Improved estimates of carbon sinks and sources of northern ecosystems

A new study shows that a calculation method used by international measurement networks creates a systematic bias in carbon balance estimates for northern ecosystems. The study, led by the Finnish Meteorological Institute, shows that a machine learning method can be used to substantially reduce the error.

A key method used to measure carbon balances of forests, agricultural fields and wetlands is the eddy covariance technique. In principle, this method measures carbon dioxide exchange between ecosystems and the atmosphere continuously every half an hour. However, some of the measurements have to be discarded because of unfavorable atmospheric conditions, and also technical failures lead to data gaps. Replacing, or gap-filling, the missing data to obtain full timeseries is an essential step in calculating annual carbon balances.

A new study, which was led by the Finnish Meteorological Institute, investigated for the first time what is the impact of different gap-filling methods on the carbon balance estimates of high-latitude ecosystems.
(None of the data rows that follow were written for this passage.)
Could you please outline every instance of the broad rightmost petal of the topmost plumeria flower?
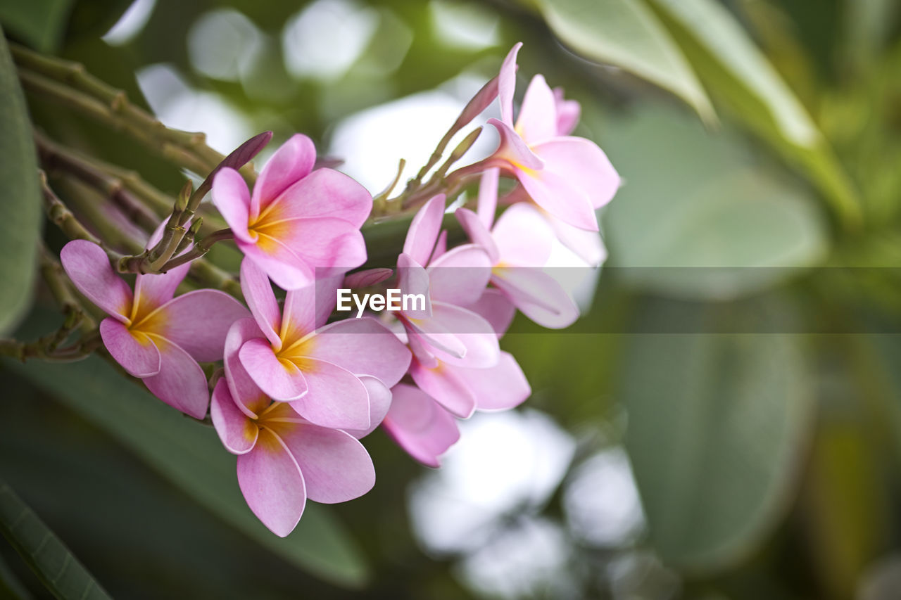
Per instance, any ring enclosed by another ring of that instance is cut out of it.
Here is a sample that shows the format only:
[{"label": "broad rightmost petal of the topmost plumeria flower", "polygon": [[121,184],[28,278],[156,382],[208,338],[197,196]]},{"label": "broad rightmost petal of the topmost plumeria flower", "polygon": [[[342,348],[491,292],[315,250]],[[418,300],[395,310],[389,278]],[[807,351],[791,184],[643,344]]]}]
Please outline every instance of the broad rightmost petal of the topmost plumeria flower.
[{"label": "broad rightmost petal of the topmost plumeria flower", "polygon": [[[598,148],[594,141],[574,137],[555,138],[534,145],[532,150],[544,161],[545,169],[585,193],[594,208],[610,202],[619,189],[619,174],[604,150]],[[578,223],[570,224],[580,226]]]}]

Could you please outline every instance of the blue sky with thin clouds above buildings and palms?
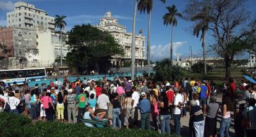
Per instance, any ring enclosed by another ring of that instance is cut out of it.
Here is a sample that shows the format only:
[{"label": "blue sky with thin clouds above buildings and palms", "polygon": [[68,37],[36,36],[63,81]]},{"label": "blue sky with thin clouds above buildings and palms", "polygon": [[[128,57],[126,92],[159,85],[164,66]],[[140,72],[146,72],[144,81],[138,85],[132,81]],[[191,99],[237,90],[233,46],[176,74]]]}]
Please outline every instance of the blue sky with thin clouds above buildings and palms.
[{"label": "blue sky with thin clouds above buildings and palms", "polygon": [[[183,12],[186,2],[189,0],[166,0],[166,4],[158,0],[153,0],[153,10],[151,18],[151,59],[160,60],[169,57],[171,27],[163,25],[163,15],[168,12],[166,6],[176,5],[178,12]],[[16,0],[0,0],[0,26],[6,26],[6,13],[14,9]],[[96,25],[100,18],[104,17],[106,11],[112,12],[121,25],[126,26],[127,31],[132,31],[132,19],[134,14],[134,0],[25,0],[34,4],[36,8],[46,10],[48,15],[66,15],[67,30],[74,25],[90,23]],[[246,6],[252,15],[256,13],[256,1],[248,0]],[[189,46],[192,47],[194,57],[202,57],[202,42],[189,31],[192,22],[177,19],[177,27],[174,28],[173,36],[173,59],[190,57]],[[143,30],[143,35],[147,38],[148,15],[140,14],[137,11],[136,33]],[[210,36],[209,36],[210,37]],[[207,39],[207,45],[212,43],[212,39]],[[212,56],[212,55],[208,55]],[[247,56],[243,56],[247,58]]]}]

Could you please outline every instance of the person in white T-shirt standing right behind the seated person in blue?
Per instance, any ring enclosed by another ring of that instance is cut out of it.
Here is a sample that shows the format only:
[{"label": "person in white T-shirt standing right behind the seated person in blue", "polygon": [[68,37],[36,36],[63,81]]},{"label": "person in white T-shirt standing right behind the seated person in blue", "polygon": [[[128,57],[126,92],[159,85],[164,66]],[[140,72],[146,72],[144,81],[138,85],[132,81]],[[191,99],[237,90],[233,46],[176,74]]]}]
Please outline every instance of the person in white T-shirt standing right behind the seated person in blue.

The results were published in Scientific Reports.

The study showed that the most common gap-filling method, also used by international flux measurement networks, causes a systematic error in the annual carbon balance estimates of northern ecosystems. Because of this error, emissions of carbon sources have been overestimated and the strength of carbon sinks underestimated. The bias is substantial, at some sites even of a similar magnitude to the annual carbon balance. The error is caused by a very skewed distribution of solar radiation in northern latitudes.

A machine-learning method produces reliable carbon balance estimates

To correct for the error, the study utilized a machine learning method, which proved to be more accurate than the old standard method and did not cause any systematic errors. In addition to a new, unbiased method, the old method was modified to better account for the environmental conditions prevailing in northern latitudes.

Boreal and tundra biomes cover an area of more than 20 million square kilometers. Therefore, the systematic error found in the study can have significant impacts on the carbon balance estimates of northern areas, if these are based on eddy covariance measurements. When the improved gap-filling methods are taken widely into use, estimates of carbon balances of northern ecosystems can be calculated more accurately. In the future, eddy covariance data can also be utilized to increase the reliability of carbon balance estimates produced in national greenhouse gas inventories.